El gobierno sueco comenzó a utilizar balas verdes en 1999.
Millones de balas de plomo se disparan cada año en el mundo en combates y en campos de práctica. ¿Es posible reemplazar estas municiones contaminantes por otras menos nocivas para el medio ambiente?
Poder se puede. Pero hay quienes creen que diseñar una bala que tenga la capacidad de matar al enemigo sin dañar al medio ambiente es algo así como un chiste macabro. En medio de la intensidad del combate, ¿a qué soldado se le ocurriría preocuparse por las credenciales verdes de su oponente?
Sin embargo, los ejércitos de Escandinavia, preocupados por la contaminación de sus propias balas, optaron por reemplazar todo su arsenal por uno que no fuera tóxico. Desde hace un tiempo los fabricantes de estas municiones alternativas están tratando de convencer al ejército británico de seguir el ejemplo. ¿Tiene sentido?

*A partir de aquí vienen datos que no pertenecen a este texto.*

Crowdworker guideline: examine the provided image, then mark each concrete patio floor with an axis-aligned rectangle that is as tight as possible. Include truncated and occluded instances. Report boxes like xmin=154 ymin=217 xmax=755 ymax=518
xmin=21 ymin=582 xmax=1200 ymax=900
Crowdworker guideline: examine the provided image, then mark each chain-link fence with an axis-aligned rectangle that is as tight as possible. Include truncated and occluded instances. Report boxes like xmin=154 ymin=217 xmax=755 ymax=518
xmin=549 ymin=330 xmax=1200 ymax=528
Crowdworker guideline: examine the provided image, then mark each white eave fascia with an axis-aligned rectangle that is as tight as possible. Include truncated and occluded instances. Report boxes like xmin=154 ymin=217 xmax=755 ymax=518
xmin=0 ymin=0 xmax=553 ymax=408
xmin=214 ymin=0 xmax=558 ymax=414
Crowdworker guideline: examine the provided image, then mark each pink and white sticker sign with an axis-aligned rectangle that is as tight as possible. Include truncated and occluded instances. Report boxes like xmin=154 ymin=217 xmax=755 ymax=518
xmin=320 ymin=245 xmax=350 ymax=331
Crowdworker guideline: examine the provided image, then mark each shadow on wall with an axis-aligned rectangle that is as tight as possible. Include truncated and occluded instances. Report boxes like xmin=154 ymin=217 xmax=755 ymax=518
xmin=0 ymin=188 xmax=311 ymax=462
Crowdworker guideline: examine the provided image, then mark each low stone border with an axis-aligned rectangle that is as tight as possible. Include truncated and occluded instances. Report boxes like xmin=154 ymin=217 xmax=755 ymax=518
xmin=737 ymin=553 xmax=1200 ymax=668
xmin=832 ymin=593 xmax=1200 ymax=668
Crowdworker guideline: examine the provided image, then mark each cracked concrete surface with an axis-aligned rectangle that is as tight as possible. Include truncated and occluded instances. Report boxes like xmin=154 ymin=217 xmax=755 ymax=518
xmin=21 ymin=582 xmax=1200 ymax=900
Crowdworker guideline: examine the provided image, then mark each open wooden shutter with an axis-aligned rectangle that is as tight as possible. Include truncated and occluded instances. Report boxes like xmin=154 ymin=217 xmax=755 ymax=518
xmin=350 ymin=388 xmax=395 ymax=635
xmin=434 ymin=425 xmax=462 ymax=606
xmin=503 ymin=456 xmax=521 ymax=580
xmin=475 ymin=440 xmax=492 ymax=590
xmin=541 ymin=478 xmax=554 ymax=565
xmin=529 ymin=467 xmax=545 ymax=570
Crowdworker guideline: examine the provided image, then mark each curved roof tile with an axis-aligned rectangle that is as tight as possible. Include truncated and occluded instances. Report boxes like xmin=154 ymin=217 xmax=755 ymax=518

"Si vas a recibir un disparo mortal da igual que se trate de una bala con o sin plomo. Lo que sucede es que la mayoría de las municiones se usan en los entrenamientos", explica Urban Oholm, vicepresidente de la fábrica sueca de armas Nammo.
Su firma es una de las pioneras en el desarrollo de armamento verde.
"Una vez que aceptas que dado el estado actual del mundo hacen falta armas y municiones, tienes que diseñarlas de forma tal que sean lo menos dañinas posible para el medio ambiente", expresa Oholm.
Menos dañinas, más letales
El plomo es tóxico y una serie de estudios señala que puede filtrarse de los campos de práctica a las aguas subterráneas. La Agencia de Protección Ambiental Estadounidense cuenta con directrices para que los campos de tiro eviten la contaminación por plomo.